Insufficienza epatica:

Non è necessario un aggiustamento della dose.

Bambini di età superiore a 6 anni:

Una bustina da 2 g in un'unica somministrazione giornaliera.

Altre situazioni cliniche:

Nei casi clinicamente più impegnativi (pazienti anziani allettati, infezioni ricorrenti) o in caso di infezioni causate da germi sensibili a concentrazioni più elevate di antibiotico (Pseudomonas, Enterobacter, Proteus indolo-positivo) potrebbe essere necessaria la somministrazione di due dosi di FOSFOMICINA ARISTO a distanza di 24 ore una dall'altra.

Istruzioni per l'uso

Il cibo può ritardare l'assorbimento di fosfomicina trometamolo con la conseguenza di una riduzione dei picchi plasmatici e delle concentrazioni urinarie. Pertanto, si raccomanda di somministrare FOSFOMICINA ARISTO a stomaco vuoto (un'ora prima o 2-3 ore dopo il pasto), preferibilmente prima del riposo notturno dopo aver vuotato la vescica.


SOVRADOSAGGIO




Cosa fare se avete preso una dose eccessiva di Fosfomicina Aristo adulti 3 g granulato per soluzione orale 2 bustine

Sintomi

L'esperienza di sovradosaggio di fosfomicina per via orale è limitata. Comunque casi di ipotonia, sonnolenza, disturbi elettrolitici, trombocitopenia e ipoprotrombinemia sono stati riportati con l'uso parenterale di fosfomicina.

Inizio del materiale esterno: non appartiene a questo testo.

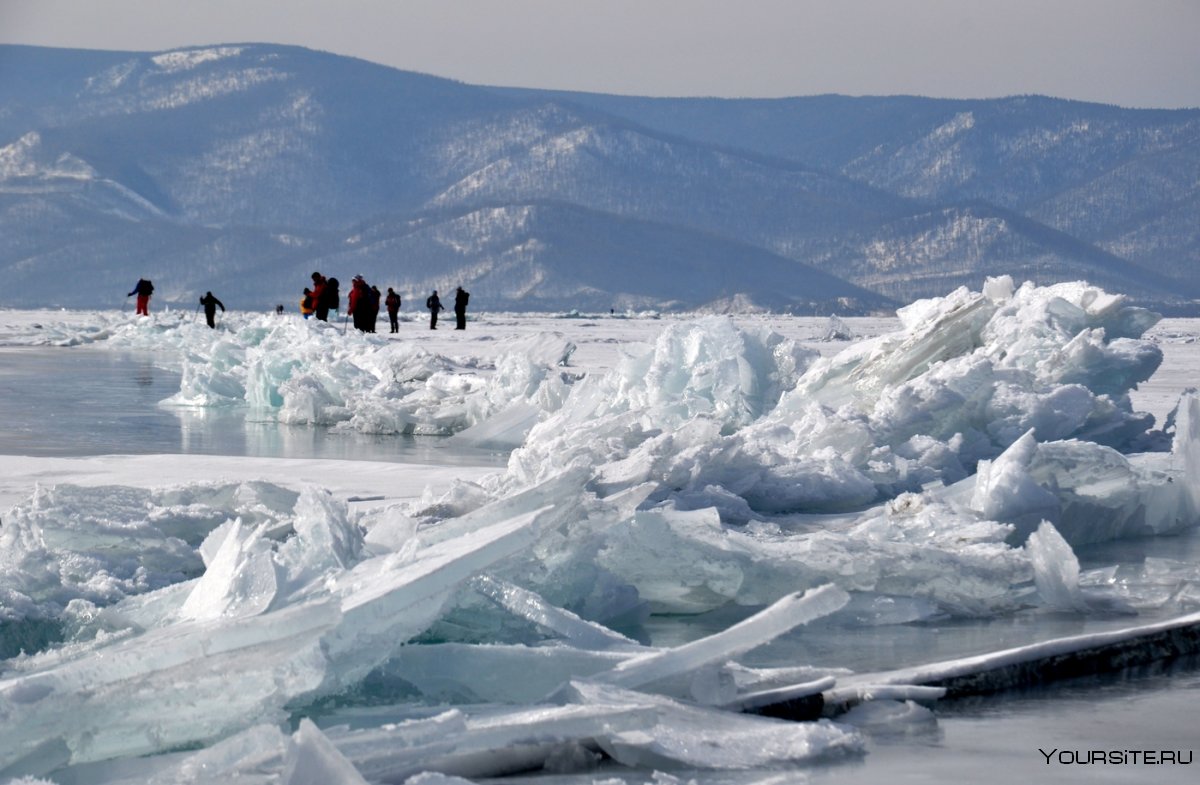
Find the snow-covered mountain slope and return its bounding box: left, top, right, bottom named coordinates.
left=0, top=44, right=1200, bottom=312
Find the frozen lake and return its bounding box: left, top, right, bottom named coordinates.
left=0, top=300, right=1200, bottom=785
left=0, top=347, right=506, bottom=467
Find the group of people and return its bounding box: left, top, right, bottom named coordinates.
left=126, top=272, right=470, bottom=332
left=424, top=287, right=470, bottom=330
left=300, top=272, right=470, bottom=332
left=125, top=278, right=224, bottom=329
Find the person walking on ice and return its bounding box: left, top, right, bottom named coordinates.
left=200, top=292, right=224, bottom=329
left=125, top=278, right=154, bottom=316
left=383, top=286, right=400, bottom=332
left=454, top=287, right=470, bottom=330
left=425, top=289, right=446, bottom=330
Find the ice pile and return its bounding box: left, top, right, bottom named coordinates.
left=0, top=280, right=1200, bottom=783
left=97, top=316, right=575, bottom=436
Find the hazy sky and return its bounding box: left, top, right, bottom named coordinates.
left=0, top=0, right=1200, bottom=107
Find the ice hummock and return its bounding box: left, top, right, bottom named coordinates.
left=0, top=280, right=1200, bottom=781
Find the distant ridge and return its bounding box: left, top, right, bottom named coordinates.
left=0, top=43, right=1200, bottom=314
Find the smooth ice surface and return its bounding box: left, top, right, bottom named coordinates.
left=0, top=278, right=1200, bottom=783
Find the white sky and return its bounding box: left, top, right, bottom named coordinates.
left=0, top=0, right=1200, bottom=107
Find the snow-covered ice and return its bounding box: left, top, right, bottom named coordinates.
left=0, top=278, right=1200, bottom=783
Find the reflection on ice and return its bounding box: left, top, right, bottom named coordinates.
left=0, top=280, right=1200, bottom=783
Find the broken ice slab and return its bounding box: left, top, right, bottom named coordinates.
left=598, top=585, right=850, bottom=687
left=470, top=575, right=641, bottom=651
left=824, top=613, right=1200, bottom=715
left=559, top=682, right=863, bottom=769
left=325, top=508, right=551, bottom=691
left=966, top=417, right=1200, bottom=547
left=325, top=702, right=658, bottom=783
left=0, top=601, right=340, bottom=775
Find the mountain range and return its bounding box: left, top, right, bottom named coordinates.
left=0, top=44, right=1200, bottom=314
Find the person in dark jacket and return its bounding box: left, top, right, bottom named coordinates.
left=367, top=283, right=382, bottom=332
left=312, top=272, right=329, bottom=322
left=317, top=276, right=342, bottom=322
left=383, top=286, right=400, bottom=332
left=425, top=289, right=446, bottom=330
left=125, top=278, right=154, bottom=316
left=454, top=287, right=470, bottom=330
left=200, top=292, right=224, bottom=328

A seguito di assunzione di dosi eccessive di fosfomicina trometamolo possono manifestarsi sintomi vestibolari, problemi di udito, sapore metallico e calo generale della percezione del gusto.

Trattamento

In caso di sovradosaggio accidentale (5-10 bustine) deve essere seguita una terapia che si basa sul trattamento sintomatico e di supporto: per lo più è sufficiente favorire l'eliminazione urinaria del principio attivo mediante adeguata somministrazione di liquidi. La reidratazione è raccomandata per favorire l'eliminazione urinaria del farmaco.


CONSERVAZIONE




Conservare nella confezione originale.

Non conservare a temperatura superiore ai 30°C.